Like the visuals, the story concepts are interesting but executed in a way that feels exactly like what we’d expect and exactly what we don’t need more of. Take ‘The Witness’, in which a women sees a man murder a women in the building across from her. The killer spots her and realises not only that she’s seen what he’s done, but that she looks exactly the same as the dead woman. A chase ensues where the women from the window is naked apart from a coat, and the man is fully clothed. He chases her to a club where she’s a masked, naked dancer (there’s a “theme” here), and he eventually chases her into the apartment from the start of the story. Here they have a tussle with a gun and he ends up dead. She looks out the window at the apartment opposite where the man has just witnessed her killing him. It’s a loop.
The animation style is similar to Spider-Man: Into The Spider-Verse with pops of colour and sounds animated as words on screen. That part is good, technically. But imagine the roles were reversed, and the man was naked throughout and he danced in a club. That changes the dynamic completely and wouldn’t be something we’ve seen before. It’s subversive.

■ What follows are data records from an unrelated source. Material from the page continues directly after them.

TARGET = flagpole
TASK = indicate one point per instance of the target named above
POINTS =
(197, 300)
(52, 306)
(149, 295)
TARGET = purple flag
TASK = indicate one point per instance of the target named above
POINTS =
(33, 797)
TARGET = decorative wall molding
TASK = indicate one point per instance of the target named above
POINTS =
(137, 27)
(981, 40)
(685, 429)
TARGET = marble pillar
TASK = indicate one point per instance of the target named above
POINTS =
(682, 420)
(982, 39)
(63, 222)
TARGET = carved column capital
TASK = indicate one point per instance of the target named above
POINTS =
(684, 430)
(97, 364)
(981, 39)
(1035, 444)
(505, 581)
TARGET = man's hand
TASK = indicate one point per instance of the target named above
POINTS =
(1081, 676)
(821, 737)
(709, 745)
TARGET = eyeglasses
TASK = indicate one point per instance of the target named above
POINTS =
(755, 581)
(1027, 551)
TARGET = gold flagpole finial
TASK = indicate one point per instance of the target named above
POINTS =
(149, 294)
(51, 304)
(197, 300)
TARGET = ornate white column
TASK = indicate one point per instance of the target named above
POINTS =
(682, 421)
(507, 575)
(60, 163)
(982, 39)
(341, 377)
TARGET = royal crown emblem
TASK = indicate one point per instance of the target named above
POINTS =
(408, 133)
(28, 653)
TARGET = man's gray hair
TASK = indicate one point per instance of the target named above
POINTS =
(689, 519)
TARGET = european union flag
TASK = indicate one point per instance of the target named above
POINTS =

What we get is anything but.
Even in better episodes like ‘Three Robots’, which is a funny short about three robots who visit a city where humans lived, humanity have died out some time ago. The only female-voiced character of the three robots is the one without a human body. You have to ask, why is that?
The good stories in Love, Death & Robots
Despite the nagative elements, and because this is a collection of shorts, there are some good stories thrown into the mix. Based on the order I watched them, the six I would recommend are: ‘When The Yogurt Took Over’, ‘Helping Hand’, ‘Fish Night’, ‘Lucky 13’, ‘Zuma Blue’, ‘Ice Age’. You can avoid the rest.
‘When The Yogurt Took Over’
In less than 6 minutes, this quirky little story explains how the human race came to be ruled by yogurt. It includes amusing moments, especially if you like a bit of wordplay. The animation style is more Disney than anime, which suits the story.
One of the darker good stories, ‘Helping Hand’ sees an astronaut trying to make repairs to her base in orbit. Somehow a piece of space debris catches her unaware and she’s sent off into space. She has to think quick if she is to have any chance of getting back to safety. It’s grim in parts, but effective.
Possibly my favourite of the bunch. It has a magical quality that excites the imagination. Two men are driving in the desert when their car breaks down. They decide to wait until morning before trying to walk back and end up chatting about what it must have been like when the desert was an ocean, millions of years ago. The visuals are stunning.
If you’re a fan of Samira Wiley, and who isn’t, then this one is for you. Wiley plays a rookie pilot assigned to an old ship in the fleet known ironically as Lucky 13. She embarks on her mission to pilot soldiers in and out of warzones, wondering if she can turn the ship’s luck around.
‘Zuma Blue’ feels like it’s the animate friend of Velvet Buzzsaw. It picks apart art, the art world and artistry through the eyes of a reporter who is being allowed access to an infamous artist. He appears to be ready to share both his last work and his story with the world. It’s captivating and considered.
The only one that isn’t actually fully animated or CGI, this episode happens over the course of an afternoon and the next morning, when a couple (Mary Elizabeth Winstead and Topher Grace) move into a new apartment. They open the ancient freezer to discover a minute world exists within. They watch as the civilisation develops rapidly, moving in its own localised time. It’s beautiful and weird.